OTTAWA—Assembly of First Nations national chief Perry Bellegarde says he expects whichever party forms government to build on the progress towards closing the gap that separates the realities faced by Indigenous and non-Indigenous peoples.
In a 16-page document released on Monday that’s entitled, “Honouring Promises,” Mr. Bellegarde highlighted a set of priorities that he hopes will “shape the dialogue” of the upcoming election, which will be called sometime this week.
“Honouring Promises” charts the AFN’s expectations of the next government over four years, including calls for a more inclusive process for developing climate policies, discussions on revenue sharing, and the creation a federal treaty commissioner’s office that will support the implementation of treaties.
Mr. Bellegarde identified climate change as among the most pressing issues, saying that he expects First Nations communities to be actively involved in developing environmental policies.
“First Nations must be first responders in this emergency,” he told reporters after releasing the document at the National Press Theatre in Ottawa. “We have to develop a vision of environmental stewardship that is global and holistic, that takes us beyond existing targets and timelines.”
In its first two years in office, on the economic front, the AFN wants to see the next government include First Nations leadership in policy discussions at the ministerial level and to participate in the development of clean technology.
Though Mr. Bellegarde pointed to a number of the Trudeau government’s passage of the Indigenous languages and child welfare bills as signs of progress, he said the passage of legislation that enshrines the UN Declaration on the Rights of Indigenous Peoples should be high on the agenda of the incoming government. Such legislation, sponsored by NDP MP Romeo Saganash, died on the Order Paper in the Senate’s hands. It would have sought to harmonize Canada’s laws with Indigenous rights.
“We expect the next government to implement the UN Declaration on the Rights of Indigenous Peoples through legislation that’s at least as strong as Bill C-262,” Mr. Bellegarde told reporters on the Hill. “This is about upholding our rights, rights that are too often recognized but not respected.”
Implementing UNDRIP into law would ensure that “any proposed project” has the necessary support from Indigenous communities, Mr. Bellegarde said, alluding to the legal challenges that have dogged the Trans Mountain pipeline expansion. (In a potential setback for the project, the Federal Court of Appeal last week agreed to hear six out of 12 appeals from Indigenous and environmental organizations over concerns that consultations with First Nations groups were inadequate.)
“[UNDRIP] It sets out the minimum standards for dignity, survival, and well-being of Indigenous peoples,” Mr. Bellegarde. “All impacted parties need to agree on any proposed project or development before it begins, and if it proceeds, it does so in a way that respects our rights. Upholding that standard will prevent court court conflicts.”
The Trudeau government has committed to passing such legislation, if it secures another mandate.
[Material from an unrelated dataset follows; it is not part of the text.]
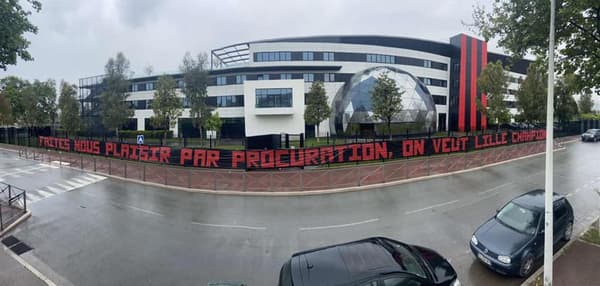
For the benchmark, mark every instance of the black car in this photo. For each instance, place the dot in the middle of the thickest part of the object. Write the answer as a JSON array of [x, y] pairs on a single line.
[[591, 135], [513, 240], [376, 261]]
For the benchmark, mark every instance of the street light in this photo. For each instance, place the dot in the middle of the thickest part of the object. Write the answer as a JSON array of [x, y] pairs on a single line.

In the last election, turnout on reserves jumped to 61.5 per cent from 47.4 per cent in 2011. The AFN identified 51 ridings that it targeted in the hopes of influencing the election. Of those ridings, Mr. Bellegarde previously told The Hill Times, there were 27 it had a measurable impact on. Mr. Bellegarde said that he wants to see that number go up in October.
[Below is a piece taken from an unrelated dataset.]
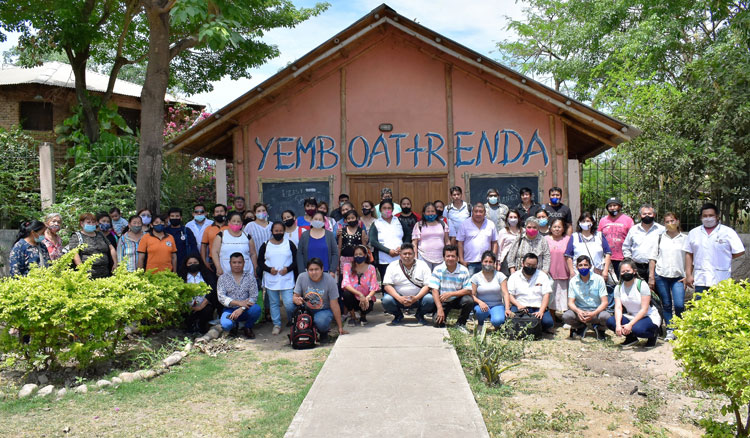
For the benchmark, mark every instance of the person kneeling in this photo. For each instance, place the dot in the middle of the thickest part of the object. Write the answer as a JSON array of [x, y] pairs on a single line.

As head of the AFN, which represents more than 600 First Nations across Canada, Mr. Bellegarde isn’t in a position to endorse any party leader. But, in encouraging people to vote, Mr. Bellegarde said, he asks them to assess the strengths of each individual platform: “Look at all the party platforms who is making strong statements regarding UN declaration, restorative justice.”
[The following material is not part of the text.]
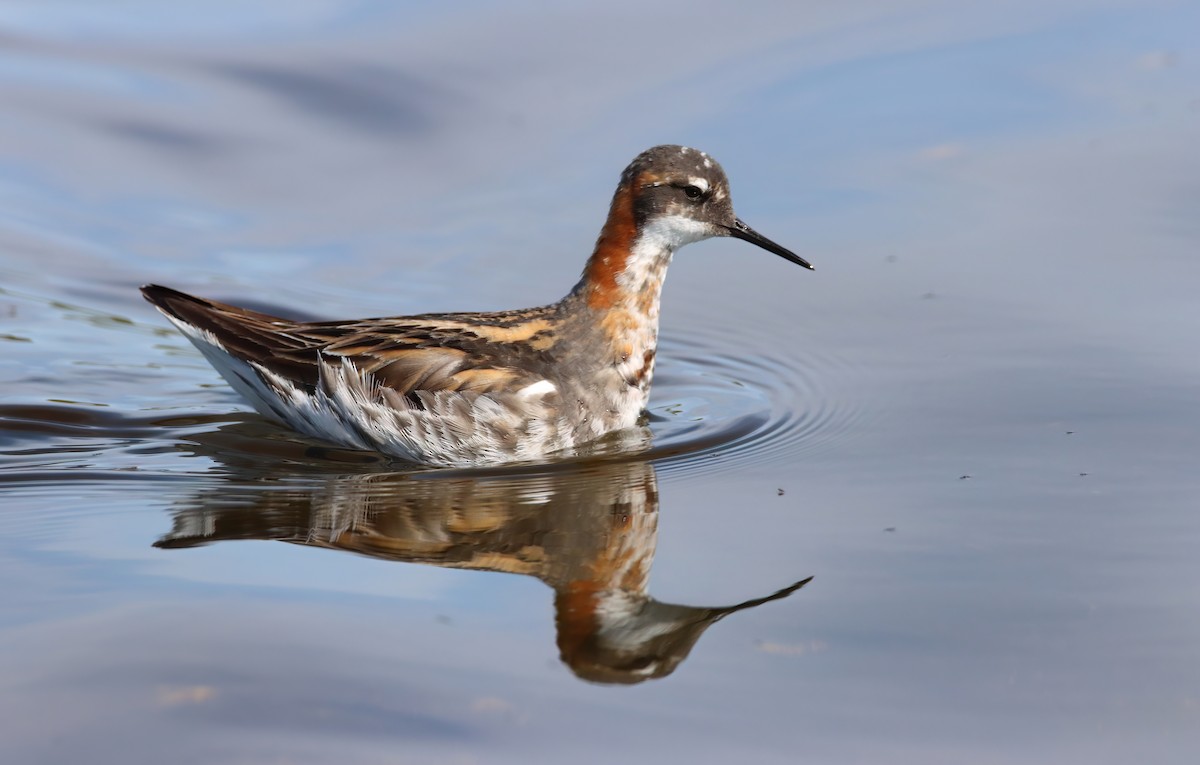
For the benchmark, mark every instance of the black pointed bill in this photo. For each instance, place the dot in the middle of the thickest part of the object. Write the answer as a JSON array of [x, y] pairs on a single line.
[[743, 232]]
When asked by a reporter about whether many First Nations people still share his optimistic outlook for the future of reconciliation after four years with the Trudeau government, Mr. Bellegarde said, accessibility has been unprecedented. “All I can go by is what happened in the last four years. Before, how many times did the prime minister ever come to a chiefs assembly? This prime minister has come three times,” he said. “That’s unprecedented in my experience. If you don’t have access, you’re not going to bring about change. Access has been there, and in that regard, it’s a step forward.”